If average gain were 2.80 and average loss were 0.70, RS would be 4.00 and RSI would be 80.00, which the calculator labels Overbought. If average gain were 0.40 and average loss were 1.60, RS would be 0.25 and RSI would be 20.00, which it labels Oversold. These labels are descriptive, not instructions. A high reading can persist in a strong uptrend; a low reading can persist in a downtrend.

How traders use RSI

Traders often use RSI to organize a watchlist. A market with RSI near 70 may be extended relative to its recent losses, while a market near 30 may have fallen hard relative to its recent gains. Some users look for divergence, where price makes a new high but RSI does not, or price makes a new low while RSI improves. Others combine RSI with trend filters, such as a moving average, so they avoid fighting the dominant direction.
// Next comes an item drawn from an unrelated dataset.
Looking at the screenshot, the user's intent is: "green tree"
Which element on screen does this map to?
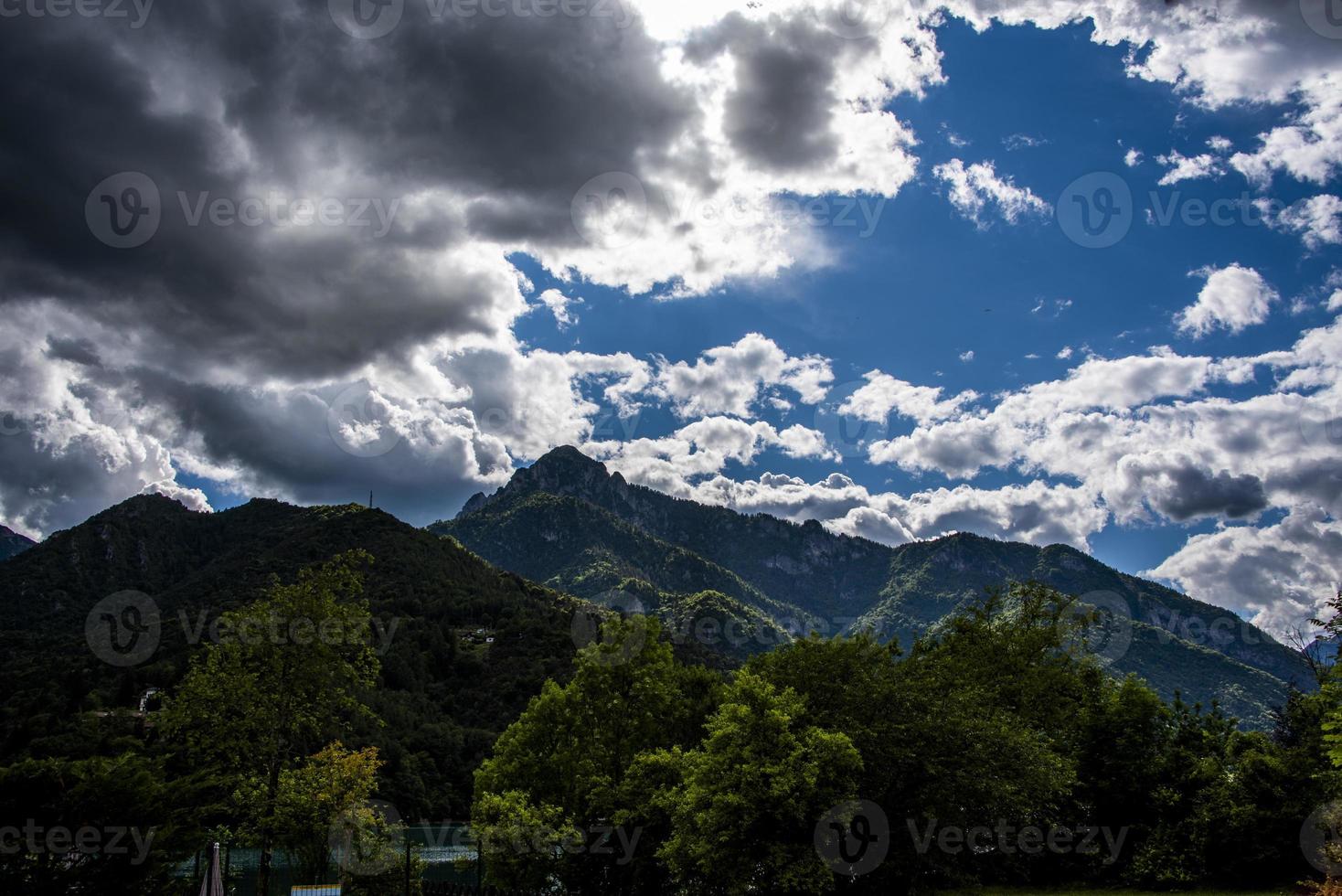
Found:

Those practices still rely on judgment. RSI is calculated from historical price changes, so it does not know about pending earnings, regulatory news, overnight gaps, option expiration, liquidity changes, or macroeconomic surprises. It also does not include bid-ask spreads, slippage, commissions, taxes, or your personal risk tolerance. A disciplined trader may use RSI to frame a question, but the indicator alone does not answer whether a trade is suitable.

Common mistakes

  • Entering average loss as a negative number. The calculator expects the absolute size of losses.
  • Assuming the periods field recalculates average gain and average loss from raw prices. It does not; you must provide the averages.
  • Treating 70 and 30 as automatic orders instead of momentum reference zones.
  • Comparing RSI readings built from different lookbacks without noting that shorter periods react faster.
  • Forgetting that RSI can stay overbought or oversold during persistent trends.

Formula sources and scope

  • Principles of Finance — OpenStax, Rice University (peer-reviewed open textbook); 2022 first edition, ISBN 978-1-951693-54-1; Jurisdiction-neutral finance definitions. Supports: RS=averageGain/averageLoss; RSI=100-100/(1+RS); averageLoss=0 branch is 100 unless both averages are zero. Accessed 2026-07-09.
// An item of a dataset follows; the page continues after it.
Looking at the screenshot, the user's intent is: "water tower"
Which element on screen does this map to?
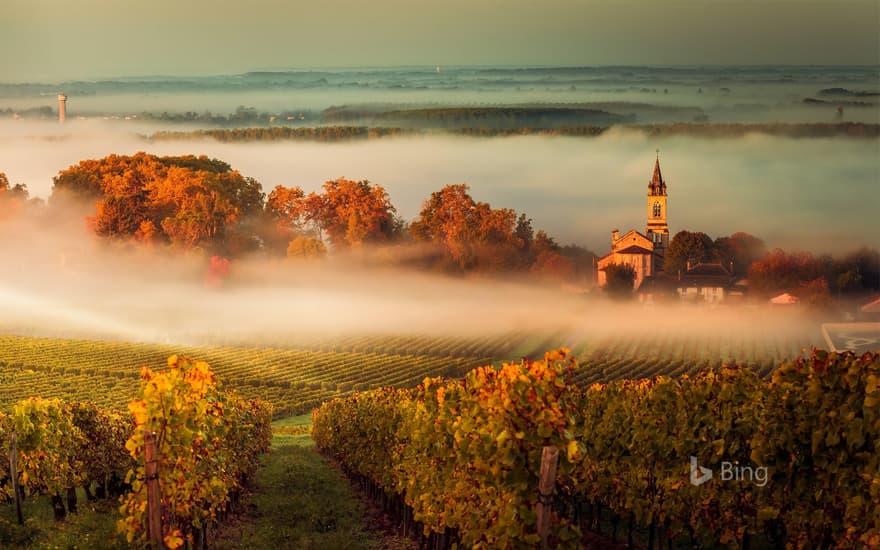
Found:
[58,94,67,124]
These sources support the stated formula or definition. Results remain estimates based on the entered values and do not replace financial, legal, tax, lending, or investment advice. Compare periods, units, accounting definitions, and jurisdiction-specific rules before acting.

Sources

Frequently asked questions

How does this RSI calculator get its answer?
It divides average gain by average loss to get relative strength, then applies the Relative Strength Index formula. If average loss is zero and average gain is positive, the result is 100. If both inputs are zero, the result is a neutral 50.
Why does the form ask for average gain and average loss?
RSI is built from smoothed average upward price changes and smoothed average downward price changes over a lookback. The form does not fetch chart data, so you enter those averages directly. Average loss should be the absolute size of losing periods, not a negative number.
Is a 14-period RSI required?
No. Fourteen periods is the classic default and the calculator shows that lookback in its result, but the periods field is informational for your setup. Shorter lookbacks react faster and can be noisier; longer lookbacks smooth more and respond later.
Does RSI above 70 mean I should sell?
No. A 70 reading is commonly described as overbought, but it is not a guaranteed sell signal. Strong trends can keep RSI elevated, and prices can continue rising. Use RSI as context with risk controls, not as trading advice.
Does RSI below 30 mean I should buy?
No. A 30 reading is commonly described as oversold, but oversold markets can keep falling. The level may help identify a chart worth reviewing, yet it does not predict a reversal or remove the need for independent analysis.
Can RSI predict future prices?
No indicator can reliably predict future prices. RSI summarizes past gains and losses in a standardized way, so it can describe momentum conditions that already happened. News, liquidity, earnings, interest rates, and market structure can overwhelm any historical pattern.